Whether it’s partisanship, procrastination or both, it’s hard to remember the last time Minnesotans weren’t left shaking their heads as the governor and a handful of leading legislators bickered about the state’s two-year budget as deadlines whizzed past.
Yes, that applies to your predecessor and fellow Democrat Mark Dayton. And before him, it was Republican Gov. Tim Pawlenty, who did not do any better with timely, bipartisan budgets than his predecessor, Jesse Ventura.
Those 20 years — and 10 budgets — offer four bright-line lessons you and legislative leaders should follow.
1. Set early deadlines and meet them.
2. Always, always, always keep talking.
3. Keep budget numbers reasonable. In other words, don’t compile a plan that increases taxes substantially, if at all. Similarly, for Republicans reading this letter, don’t dig in at “no tax increases” and refuse to move.
4. Always, always, always keep talking.
• Get modern on transportation: For decades, the near-entirety of Minnesota’s transportation debates have centered on one old-as-the-Roman-Empire concept: Pave more lanes.
All other discussions of rail, mass transit, air service and more have been side shows, at best. An aviation fund was even raided during the Pawlenty administration and used to bolster the general fund.
Our highways, roads and bridges are vital links for Minnesota’s people and products. Their construction and maintenance supports thousands of jobs. It’s clear they will remain the stars of the transportation firmament, likely forever and as they should be.
But it’s long past time for the state government to take a serious look at new ideas for moving people around the ever-growing metro area and for moving Minnesotans from regional center to regional center, that moves forward from a roads-only approach. New ingredients in our transportation recipe are needed to avoid building our way to gridlock.
• Education, improved: We see some merit in the St. Cloud NAACP and local attorney Jerry Von Korff planning to sue the state over inadequate funding of mandated special education services.

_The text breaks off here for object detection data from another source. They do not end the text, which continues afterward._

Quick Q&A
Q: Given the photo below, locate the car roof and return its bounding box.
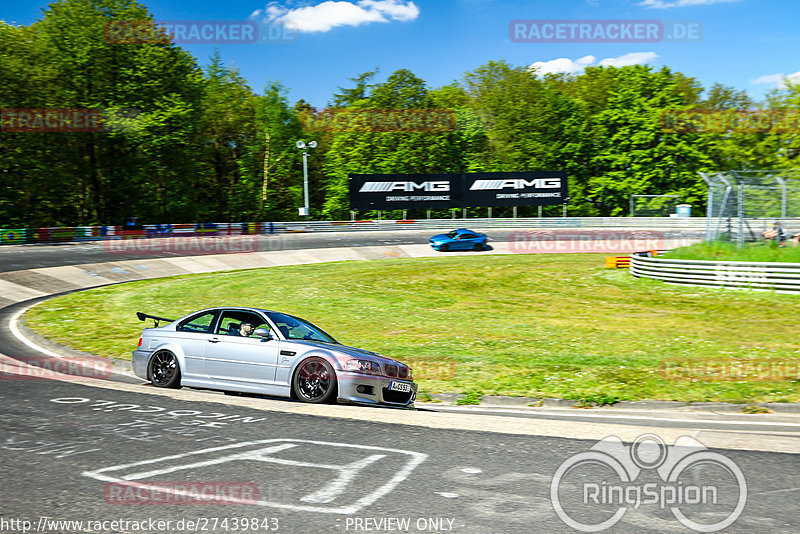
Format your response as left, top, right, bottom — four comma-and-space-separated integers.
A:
191, 306, 305, 321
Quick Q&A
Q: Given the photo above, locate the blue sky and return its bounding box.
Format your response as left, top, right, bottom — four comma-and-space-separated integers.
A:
6, 0, 800, 107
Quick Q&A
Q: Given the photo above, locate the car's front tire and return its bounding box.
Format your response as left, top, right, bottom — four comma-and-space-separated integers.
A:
147, 350, 181, 388
292, 356, 336, 404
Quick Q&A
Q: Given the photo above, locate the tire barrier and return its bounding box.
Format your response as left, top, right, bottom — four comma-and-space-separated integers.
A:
630, 254, 800, 293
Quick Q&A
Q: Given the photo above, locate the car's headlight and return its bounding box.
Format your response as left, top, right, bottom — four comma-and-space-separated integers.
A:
344, 360, 381, 375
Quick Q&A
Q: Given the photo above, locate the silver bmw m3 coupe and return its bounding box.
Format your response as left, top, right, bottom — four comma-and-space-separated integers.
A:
132, 307, 417, 407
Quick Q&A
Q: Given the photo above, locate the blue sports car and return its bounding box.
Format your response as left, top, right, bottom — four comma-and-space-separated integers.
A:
430, 228, 488, 252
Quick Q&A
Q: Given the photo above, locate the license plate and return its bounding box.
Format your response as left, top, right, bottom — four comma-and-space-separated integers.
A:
389, 382, 411, 393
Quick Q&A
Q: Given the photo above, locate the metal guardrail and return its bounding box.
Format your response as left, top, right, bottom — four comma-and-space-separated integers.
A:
0, 217, 706, 245
630, 254, 800, 293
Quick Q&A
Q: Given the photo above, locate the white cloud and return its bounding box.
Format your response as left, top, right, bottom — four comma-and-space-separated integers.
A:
750, 71, 800, 87
637, 0, 738, 9
528, 56, 595, 74
528, 52, 658, 74
255, 0, 419, 33
598, 52, 658, 67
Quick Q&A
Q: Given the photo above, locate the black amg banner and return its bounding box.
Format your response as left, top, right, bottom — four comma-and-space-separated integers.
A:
350, 171, 568, 211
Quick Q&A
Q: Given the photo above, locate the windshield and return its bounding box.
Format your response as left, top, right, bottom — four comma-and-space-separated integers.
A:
267, 312, 339, 344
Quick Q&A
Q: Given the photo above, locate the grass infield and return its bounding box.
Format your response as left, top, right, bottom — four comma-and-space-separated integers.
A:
26, 254, 800, 404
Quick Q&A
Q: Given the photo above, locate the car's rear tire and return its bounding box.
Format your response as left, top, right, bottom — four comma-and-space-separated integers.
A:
147, 350, 181, 388
292, 356, 337, 404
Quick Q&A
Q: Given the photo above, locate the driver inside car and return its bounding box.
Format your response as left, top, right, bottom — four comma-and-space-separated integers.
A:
239, 323, 256, 337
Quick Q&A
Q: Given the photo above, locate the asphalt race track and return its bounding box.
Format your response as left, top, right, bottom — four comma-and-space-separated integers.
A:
0, 232, 800, 534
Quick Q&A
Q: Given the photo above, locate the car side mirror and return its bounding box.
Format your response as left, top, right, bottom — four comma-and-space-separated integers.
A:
253, 328, 272, 341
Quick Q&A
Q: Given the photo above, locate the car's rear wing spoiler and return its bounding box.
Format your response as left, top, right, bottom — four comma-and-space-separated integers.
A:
136, 312, 175, 328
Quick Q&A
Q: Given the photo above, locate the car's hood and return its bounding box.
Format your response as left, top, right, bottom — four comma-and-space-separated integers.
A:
285, 339, 401, 363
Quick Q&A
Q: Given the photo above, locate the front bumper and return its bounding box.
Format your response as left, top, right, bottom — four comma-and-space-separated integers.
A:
337, 371, 417, 406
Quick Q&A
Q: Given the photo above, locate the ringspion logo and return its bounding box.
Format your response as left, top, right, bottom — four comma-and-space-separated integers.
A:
550, 434, 747, 532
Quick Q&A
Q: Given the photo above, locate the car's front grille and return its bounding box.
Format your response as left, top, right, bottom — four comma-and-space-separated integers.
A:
383, 388, 414, 404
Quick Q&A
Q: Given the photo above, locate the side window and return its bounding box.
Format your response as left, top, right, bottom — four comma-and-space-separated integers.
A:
217, 311, 269, 337
177, 312, 217, 334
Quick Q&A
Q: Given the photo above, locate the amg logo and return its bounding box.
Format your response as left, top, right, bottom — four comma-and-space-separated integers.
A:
358, 181, 450, 193
469, 178, 561, 191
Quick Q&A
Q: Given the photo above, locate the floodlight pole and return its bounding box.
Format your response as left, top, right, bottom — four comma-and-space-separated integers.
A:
303, 149, 310, 220
296, 141, 317, 221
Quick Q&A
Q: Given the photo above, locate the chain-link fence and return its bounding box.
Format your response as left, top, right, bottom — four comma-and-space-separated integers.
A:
700, 170, 800, 247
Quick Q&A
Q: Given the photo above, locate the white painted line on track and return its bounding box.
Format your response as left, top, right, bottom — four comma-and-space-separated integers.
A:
82, 439, 428, 515
8, 306, 139, 380
428, 406, 800, 427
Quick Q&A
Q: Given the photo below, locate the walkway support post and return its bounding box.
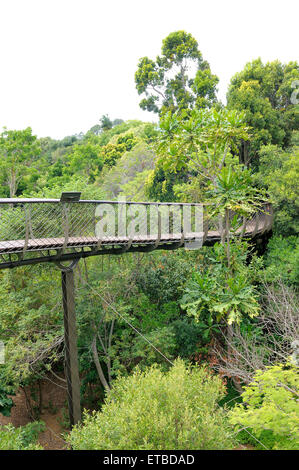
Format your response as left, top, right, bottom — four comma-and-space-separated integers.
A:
61, 267, 81, 426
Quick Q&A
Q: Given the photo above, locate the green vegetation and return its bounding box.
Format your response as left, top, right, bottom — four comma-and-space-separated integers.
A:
230, 363, 299, 450
69, 361, 233, 450
0, 421, 45, 450
0, 31, 299, 449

This board has long championed fair opportunities for all students — and school districts. However well-intended these mandates are, they come without full funding, which forces all districts to tap other funds to pay for them.
School boards and school districts should never shirk their responsibility to educate every type of student who lives in their domains. However, if the lawsuit forces the entities that mandate these rules to fund them, we are satisfied. You and the Legislature have a chance to settle it early by phasing in measures that fully fund the mandates.

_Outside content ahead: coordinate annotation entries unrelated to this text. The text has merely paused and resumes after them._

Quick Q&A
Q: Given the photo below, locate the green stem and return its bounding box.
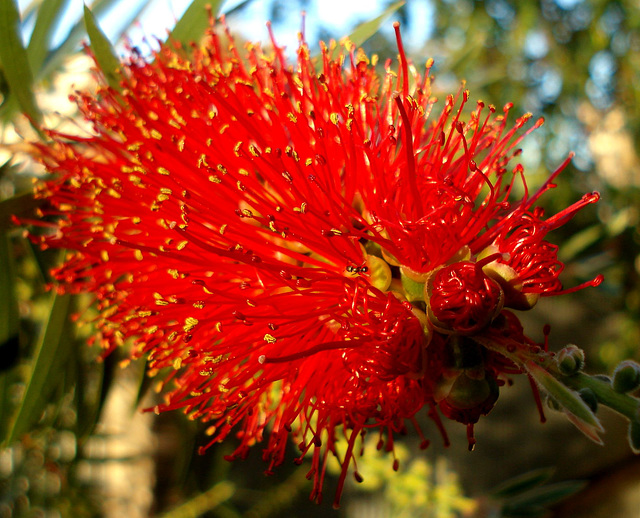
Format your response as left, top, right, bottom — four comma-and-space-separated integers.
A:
553, 372, 640, 421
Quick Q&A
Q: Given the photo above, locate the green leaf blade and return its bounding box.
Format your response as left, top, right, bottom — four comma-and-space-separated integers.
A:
27, 0, 68, 78
349, 1, 405, 47
84, 5, 121, 91
170, 0, 222, 45
525, 360, 604, 444
5, 295, 73, 445
0, 0, 42, 127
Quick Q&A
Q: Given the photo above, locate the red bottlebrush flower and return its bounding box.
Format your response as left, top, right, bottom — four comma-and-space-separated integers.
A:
21, 20, 597, 508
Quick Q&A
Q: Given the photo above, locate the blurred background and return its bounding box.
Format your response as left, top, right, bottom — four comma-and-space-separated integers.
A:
0, 0, 640, 518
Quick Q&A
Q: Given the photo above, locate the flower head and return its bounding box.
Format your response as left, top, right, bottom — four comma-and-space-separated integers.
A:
22, 21, 598, 508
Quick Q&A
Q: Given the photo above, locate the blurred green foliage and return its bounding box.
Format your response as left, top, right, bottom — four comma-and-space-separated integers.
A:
0, 0, 640, 518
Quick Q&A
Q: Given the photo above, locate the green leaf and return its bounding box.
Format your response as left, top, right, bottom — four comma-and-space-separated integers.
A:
162, 480, 236, 518
0, 233, 19, 350
0, 192, 43, 231
35, 0, 130, 79
4, 294, 73, 446
507, 480, 587, 510
0, 0, 42, 127
27, 0, 68, 77
525, 360, 604, 444
170, 0, 222, 45
349, 1, 405, 47
84, 5, 121, 90
490, 468, 555, 498
627, 420, 640, 454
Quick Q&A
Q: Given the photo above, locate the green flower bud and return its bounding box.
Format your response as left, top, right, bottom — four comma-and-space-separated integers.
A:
578, 387, 598, 413
556, 345, 584, 376
612, 360, 640, 394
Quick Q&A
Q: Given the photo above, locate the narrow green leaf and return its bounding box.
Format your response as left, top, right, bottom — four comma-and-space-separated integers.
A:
525, 360, 604, 444
0, 229, 19, 364
500, 504, 547, 518
349, 1, 405, 47
84, 5, 121, 90
162, 480, 236, 518
508, 480, 587, 509
0, 0, 42, 126
170, 0, 222, 45
490, 468, 555, 498
0, 191, 43, 231
35, 0, 127, 79
27, 0, 68, 77
5, 294, 73, 445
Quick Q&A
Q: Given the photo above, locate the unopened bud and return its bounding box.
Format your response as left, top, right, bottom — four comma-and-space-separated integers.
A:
556, 345, 584, 376
611, 360, 640, 394
628, 418, 640, 453
578, 387, 598, 414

• Common-sense gun reforms: This board supports the concept Walz floated Monday, that it’s possible to both protect Second Amendment rights and have common-sense gun legislation. Requiring background checks for gun buyers from private or unlicensed sellers makes sense. The parameters of “red flag” orders that would allow courts to order the seizure of guns from someone deemed a threat would need to be defined, but the idea is worth considering.
Also, what about working with Republicans to fund mental health care programs, a solution often mentioned by GOP candidates and legislators as an alternative to gun control measures? Even better, do this and fund research into gun violence.
• Set an example: Your invocation of One Minnesota is encouraging. We are under no illusions that the deep divides between Minnesotans on polarizing issues will be resolved by warm words and hearty handshakes. But it can’t hurt.
Minnesota has long stood as a bastion of good behavior, neighborliness, tolerance and reason — even if we disagree. That’s eroding as the national political climate poisons everything it touches. Don’t let that happen. Fight hard, but fight fair — and allow your opponents the same privilege.
Show the people that reason still has a home in Minnesota.